Daily Self-Portraits (2025-6)

In this ongoing project, I take daily self-portraits as a way of documenting and exploring my body and age.

In late 2025, I saw the work of both Carla J. Williams (Tender) and Melissa Shook (Daily Self-Portraits 1972-3) exhibited. I became enamored with how these two women were able to look at themselves with their cameras. Their projects, while different, both presented confident and accepting inquisitions into each woman’s body and age. Alongside these inquiries, too, I saw the joys of experimentation and self-discovery. By the time I encountered the projects, both of which had been published several decades after being made, each had become archive of the woman’s body at a specific, earlier time in her life.
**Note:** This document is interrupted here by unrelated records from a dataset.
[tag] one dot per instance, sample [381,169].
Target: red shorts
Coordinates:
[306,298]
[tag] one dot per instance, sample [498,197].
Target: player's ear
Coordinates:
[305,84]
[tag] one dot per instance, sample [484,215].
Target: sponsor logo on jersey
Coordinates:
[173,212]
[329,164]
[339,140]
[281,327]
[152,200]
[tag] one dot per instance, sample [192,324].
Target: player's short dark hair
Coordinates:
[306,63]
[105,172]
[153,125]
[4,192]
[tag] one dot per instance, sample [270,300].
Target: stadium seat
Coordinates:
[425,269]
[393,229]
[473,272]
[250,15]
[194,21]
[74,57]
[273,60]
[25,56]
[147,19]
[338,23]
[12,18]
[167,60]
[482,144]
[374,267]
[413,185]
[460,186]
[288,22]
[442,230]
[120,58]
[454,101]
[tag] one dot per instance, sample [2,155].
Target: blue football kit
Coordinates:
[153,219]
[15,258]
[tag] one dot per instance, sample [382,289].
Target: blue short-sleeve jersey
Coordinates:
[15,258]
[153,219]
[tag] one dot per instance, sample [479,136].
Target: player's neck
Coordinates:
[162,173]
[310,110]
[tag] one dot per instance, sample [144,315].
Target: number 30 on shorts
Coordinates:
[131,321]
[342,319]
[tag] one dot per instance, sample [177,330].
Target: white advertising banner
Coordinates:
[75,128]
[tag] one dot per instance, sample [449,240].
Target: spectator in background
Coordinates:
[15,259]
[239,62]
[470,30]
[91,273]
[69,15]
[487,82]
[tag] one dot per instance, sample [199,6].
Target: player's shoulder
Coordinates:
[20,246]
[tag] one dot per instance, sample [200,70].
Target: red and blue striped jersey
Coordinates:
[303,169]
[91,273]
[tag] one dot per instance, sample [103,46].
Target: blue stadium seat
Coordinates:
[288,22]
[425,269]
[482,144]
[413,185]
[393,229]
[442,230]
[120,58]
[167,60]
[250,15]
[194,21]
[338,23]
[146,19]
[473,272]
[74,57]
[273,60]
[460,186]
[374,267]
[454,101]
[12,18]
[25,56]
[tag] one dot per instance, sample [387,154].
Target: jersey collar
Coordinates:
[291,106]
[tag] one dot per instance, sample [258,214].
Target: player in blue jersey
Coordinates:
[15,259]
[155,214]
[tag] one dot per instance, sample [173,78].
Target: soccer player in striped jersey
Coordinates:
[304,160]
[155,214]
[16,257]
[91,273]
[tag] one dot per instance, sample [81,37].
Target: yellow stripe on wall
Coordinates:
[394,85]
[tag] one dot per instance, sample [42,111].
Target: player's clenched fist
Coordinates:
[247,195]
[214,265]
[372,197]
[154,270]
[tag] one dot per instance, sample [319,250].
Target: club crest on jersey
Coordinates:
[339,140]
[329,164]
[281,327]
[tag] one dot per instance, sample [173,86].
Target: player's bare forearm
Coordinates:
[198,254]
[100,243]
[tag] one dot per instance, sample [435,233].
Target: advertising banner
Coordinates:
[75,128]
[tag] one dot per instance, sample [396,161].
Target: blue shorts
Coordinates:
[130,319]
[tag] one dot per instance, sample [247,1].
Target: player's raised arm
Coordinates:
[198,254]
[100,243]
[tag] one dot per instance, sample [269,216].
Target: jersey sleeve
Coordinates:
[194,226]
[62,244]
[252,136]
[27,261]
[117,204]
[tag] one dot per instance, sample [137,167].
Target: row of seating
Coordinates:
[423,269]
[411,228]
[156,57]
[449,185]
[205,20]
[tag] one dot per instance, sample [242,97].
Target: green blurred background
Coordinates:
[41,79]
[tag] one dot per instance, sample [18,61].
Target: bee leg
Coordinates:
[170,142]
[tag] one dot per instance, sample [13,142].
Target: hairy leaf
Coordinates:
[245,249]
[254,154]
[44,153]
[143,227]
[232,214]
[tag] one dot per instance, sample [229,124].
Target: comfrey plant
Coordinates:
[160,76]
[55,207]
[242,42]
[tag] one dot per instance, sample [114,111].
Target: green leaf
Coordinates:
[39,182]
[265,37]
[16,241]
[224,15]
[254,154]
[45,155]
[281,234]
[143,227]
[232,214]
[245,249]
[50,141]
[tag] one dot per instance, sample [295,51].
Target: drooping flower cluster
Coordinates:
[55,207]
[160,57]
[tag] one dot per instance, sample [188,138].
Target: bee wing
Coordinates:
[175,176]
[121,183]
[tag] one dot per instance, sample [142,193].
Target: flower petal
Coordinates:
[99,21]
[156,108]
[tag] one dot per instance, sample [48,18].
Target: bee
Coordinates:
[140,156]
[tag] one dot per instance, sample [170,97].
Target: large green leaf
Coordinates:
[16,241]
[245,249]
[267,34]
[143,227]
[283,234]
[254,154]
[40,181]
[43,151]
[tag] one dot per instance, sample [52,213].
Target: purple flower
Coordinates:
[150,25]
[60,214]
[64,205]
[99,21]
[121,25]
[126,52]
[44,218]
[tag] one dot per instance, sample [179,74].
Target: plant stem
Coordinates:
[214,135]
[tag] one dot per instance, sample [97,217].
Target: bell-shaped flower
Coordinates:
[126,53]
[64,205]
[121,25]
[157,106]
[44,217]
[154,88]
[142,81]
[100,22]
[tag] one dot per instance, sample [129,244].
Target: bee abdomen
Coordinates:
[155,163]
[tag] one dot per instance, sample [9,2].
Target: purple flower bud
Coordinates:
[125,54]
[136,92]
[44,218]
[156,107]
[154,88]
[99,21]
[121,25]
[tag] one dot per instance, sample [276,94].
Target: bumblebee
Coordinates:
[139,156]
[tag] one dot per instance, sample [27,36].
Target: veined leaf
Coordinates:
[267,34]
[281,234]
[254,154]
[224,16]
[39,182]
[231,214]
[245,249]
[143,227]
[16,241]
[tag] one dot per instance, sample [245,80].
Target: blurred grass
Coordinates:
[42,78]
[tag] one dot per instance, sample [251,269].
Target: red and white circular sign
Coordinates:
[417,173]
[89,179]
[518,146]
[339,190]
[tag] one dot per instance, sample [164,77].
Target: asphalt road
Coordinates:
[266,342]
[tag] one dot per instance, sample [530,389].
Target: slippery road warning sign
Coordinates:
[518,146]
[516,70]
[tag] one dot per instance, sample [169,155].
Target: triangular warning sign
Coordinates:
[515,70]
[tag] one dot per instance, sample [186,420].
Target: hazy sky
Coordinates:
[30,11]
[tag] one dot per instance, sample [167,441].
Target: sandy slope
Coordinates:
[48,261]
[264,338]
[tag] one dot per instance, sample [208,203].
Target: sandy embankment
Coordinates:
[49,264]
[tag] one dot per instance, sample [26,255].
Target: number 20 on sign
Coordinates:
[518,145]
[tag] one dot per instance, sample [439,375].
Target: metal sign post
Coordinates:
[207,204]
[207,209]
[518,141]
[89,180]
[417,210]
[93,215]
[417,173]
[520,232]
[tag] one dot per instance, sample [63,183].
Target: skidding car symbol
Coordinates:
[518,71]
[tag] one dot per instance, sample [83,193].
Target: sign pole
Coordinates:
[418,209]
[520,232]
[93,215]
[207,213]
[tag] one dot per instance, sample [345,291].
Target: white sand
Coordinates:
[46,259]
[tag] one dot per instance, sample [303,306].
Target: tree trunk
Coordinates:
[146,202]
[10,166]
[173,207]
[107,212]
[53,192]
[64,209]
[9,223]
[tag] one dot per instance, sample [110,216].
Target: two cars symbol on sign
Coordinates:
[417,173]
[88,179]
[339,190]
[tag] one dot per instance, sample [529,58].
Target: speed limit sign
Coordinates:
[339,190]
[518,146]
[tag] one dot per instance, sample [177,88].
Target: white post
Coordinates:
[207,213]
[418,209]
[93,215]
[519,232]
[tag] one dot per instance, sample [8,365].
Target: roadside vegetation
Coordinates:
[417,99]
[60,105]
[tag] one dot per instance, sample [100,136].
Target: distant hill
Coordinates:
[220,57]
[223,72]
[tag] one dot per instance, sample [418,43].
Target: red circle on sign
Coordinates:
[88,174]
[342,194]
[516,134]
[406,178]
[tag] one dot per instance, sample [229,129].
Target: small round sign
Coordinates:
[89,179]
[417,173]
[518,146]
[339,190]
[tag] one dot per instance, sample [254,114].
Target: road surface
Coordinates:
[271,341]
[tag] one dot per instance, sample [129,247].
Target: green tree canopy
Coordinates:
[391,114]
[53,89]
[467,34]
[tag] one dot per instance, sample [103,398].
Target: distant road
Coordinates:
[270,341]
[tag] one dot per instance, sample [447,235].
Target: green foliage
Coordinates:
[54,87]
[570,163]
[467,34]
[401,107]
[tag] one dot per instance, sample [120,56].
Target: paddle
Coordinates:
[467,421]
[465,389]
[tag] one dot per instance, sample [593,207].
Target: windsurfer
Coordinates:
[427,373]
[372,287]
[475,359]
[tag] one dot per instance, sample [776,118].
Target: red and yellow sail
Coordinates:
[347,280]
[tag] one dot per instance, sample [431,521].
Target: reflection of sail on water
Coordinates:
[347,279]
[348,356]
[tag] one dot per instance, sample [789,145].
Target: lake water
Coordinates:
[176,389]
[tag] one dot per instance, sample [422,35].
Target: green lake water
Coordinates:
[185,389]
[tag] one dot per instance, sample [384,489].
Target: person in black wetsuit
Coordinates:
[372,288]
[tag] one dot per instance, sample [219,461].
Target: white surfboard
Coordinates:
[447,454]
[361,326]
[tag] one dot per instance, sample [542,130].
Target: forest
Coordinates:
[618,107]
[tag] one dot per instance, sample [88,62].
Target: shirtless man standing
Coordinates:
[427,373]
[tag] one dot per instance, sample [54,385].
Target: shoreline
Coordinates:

I returned home determined to explore and capture myself, still a relatively young age (32), the way that Williams and Shook had. I wanted to create an archive of a different body — a male body that didn’t feel, or even want to feel, particularly “masculine” — my body. And I had questions that Shook’s and Williams’ projects could not address simply by nature of the authors’ inherent identities; questions about what it means to exist and age in a male body, for example, and about what results from the tension between social pressures to be traditionally “masculine” and my own natural physical and emotional qualities.

I began making self-portraits on December 15, 2025, and plan to make one per day for one year. The images here are hand-dated 4.75x4.75” gelatin silver prints, regularly updated as I produce new prints from the project.